Jangan langsung memberi solusi, cukup dengarkan. Kadang orang hanya butuh didengar, bukan diarahkan. - Latih perspektif.
Coba lihat situasi dari posisi orang lain—bagaimana mereka berpikir dan merasa. - Kendalikan ego.
Semakin besar jabatan anda, semakin penting menundukkan ego agar hati tetap terbuka. - Gunakan bahasa empatik.
Hindari kalimat seperti “Kenapa kamu gagal?” dan ganti dengan “Apa yang bisa saya bantu agar ini berhasil?” - Jujur dalam perhatian.

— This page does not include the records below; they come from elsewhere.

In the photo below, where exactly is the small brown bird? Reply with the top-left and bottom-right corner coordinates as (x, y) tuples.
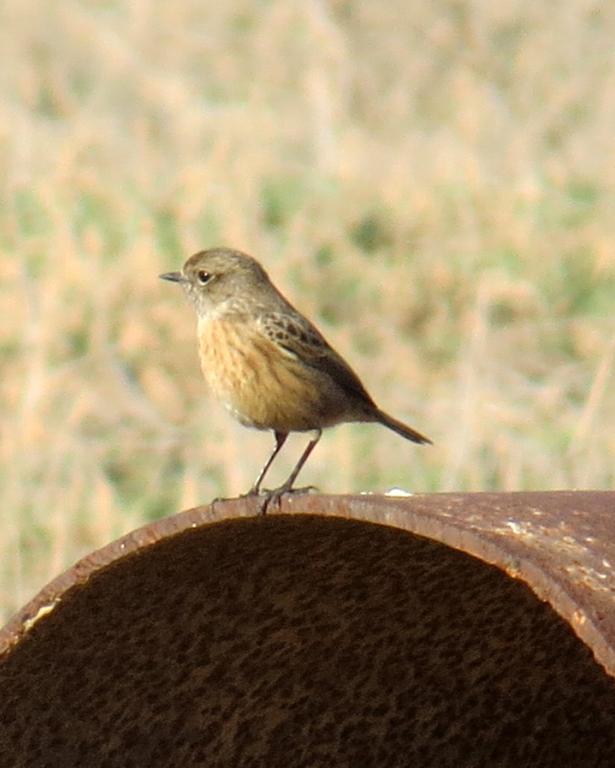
(160, 248), (430, 511)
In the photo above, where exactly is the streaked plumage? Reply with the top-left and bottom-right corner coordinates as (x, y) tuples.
(160, 247), (430, 511)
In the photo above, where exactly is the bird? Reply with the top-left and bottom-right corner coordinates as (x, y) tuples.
(160, 247), (431, 512)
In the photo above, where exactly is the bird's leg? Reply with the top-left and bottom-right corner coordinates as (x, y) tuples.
(260, 430), (322, 515)
(247, 431), (288, 496)
(278, 429), (322, 492)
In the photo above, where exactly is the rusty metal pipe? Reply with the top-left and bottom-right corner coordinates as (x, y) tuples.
(1, 491), (614, 766)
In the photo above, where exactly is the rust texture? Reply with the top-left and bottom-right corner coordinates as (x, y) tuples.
(0, 492), (614, 766)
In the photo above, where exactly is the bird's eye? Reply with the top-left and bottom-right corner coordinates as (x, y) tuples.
(197, 270), (212, 285)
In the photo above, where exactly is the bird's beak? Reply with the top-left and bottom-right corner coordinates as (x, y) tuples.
(159, 271), (185, 283)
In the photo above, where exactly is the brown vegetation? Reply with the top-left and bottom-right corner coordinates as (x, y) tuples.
(1, 0), (614, 620)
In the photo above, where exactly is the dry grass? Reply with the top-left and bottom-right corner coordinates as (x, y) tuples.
(1, 0), (615, 622)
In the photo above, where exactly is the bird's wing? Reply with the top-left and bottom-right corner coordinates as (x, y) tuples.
(258, 312), (376, 408)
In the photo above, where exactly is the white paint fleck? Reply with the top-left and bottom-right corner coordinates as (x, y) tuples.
(385, 488), (414, 497)
(505, 521), (523, 535)
(572, 609), (586, 626)
(23, 600), (60, 633)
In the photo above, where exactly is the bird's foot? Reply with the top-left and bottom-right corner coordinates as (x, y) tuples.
(211, 490), (264, 511)
(212, 488), (272, 513)
(241, 486), (264, 499)
(257, 484), (318, 516)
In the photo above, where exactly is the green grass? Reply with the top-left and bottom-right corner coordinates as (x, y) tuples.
(1, 0), (614, 623)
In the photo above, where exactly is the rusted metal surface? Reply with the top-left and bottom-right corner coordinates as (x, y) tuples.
(3, 491), (613, 675)
(0, 492), (614, 766)
(286, 491), (615, 678)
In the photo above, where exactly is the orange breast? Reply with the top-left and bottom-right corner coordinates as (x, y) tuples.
(197, 317), (348, 432)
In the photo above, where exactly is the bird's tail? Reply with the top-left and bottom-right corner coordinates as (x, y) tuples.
(375, 409), (432, 445)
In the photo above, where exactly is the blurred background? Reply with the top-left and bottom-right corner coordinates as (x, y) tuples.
(1, 0), (614, 622)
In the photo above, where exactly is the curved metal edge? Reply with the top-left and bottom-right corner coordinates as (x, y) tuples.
(0, 497), (257, 655)
(278, 492), (615, 679)
(2, 492), (614, 679)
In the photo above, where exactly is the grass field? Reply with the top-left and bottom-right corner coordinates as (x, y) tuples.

Empati palsu hanya akan terasa seperti manipulasi. Pastikan niat anda tulus untuk memahami, bukan sekadar menenangkan.
Empati sejati menumbuhkan rasa hormat dua arah: dari pemimpin ke tim, dan dari tim ke pemimpin.
Dan pada akhirnya, itulah yang menciptakan pengaruh jangka panjang.
Dunia bisnis akan terus berubah—strategi bisa usang, teknologi bisa berganti, tapi nilai kemanusiaan tidak akan pernah kehilangan relevansi.
Empati adalah bahasa yang dimengerti semua orang tanpa perlu diterjemahkan.
Ia melampaui jabatan, usia, bahkan budaya.
Sebagai pengusaha dan motivator, saya percaya bahwa pengaruh sejati bukan diukur dari seberapa banyak orang mendengarkan anda, tapi seberapa dalam anda memahami mereka.
Jangan takut terlihat lembut di dunia yang keras. Karena di balik setiap hati yang anda sentuh, ada kekuatan besar yang kembali pada anda.
Empati mungkin jalan yang sunyi, tapi ia selalu berujung pada pengaruh yang lebih tinggi dan warisan yang lebih abadi.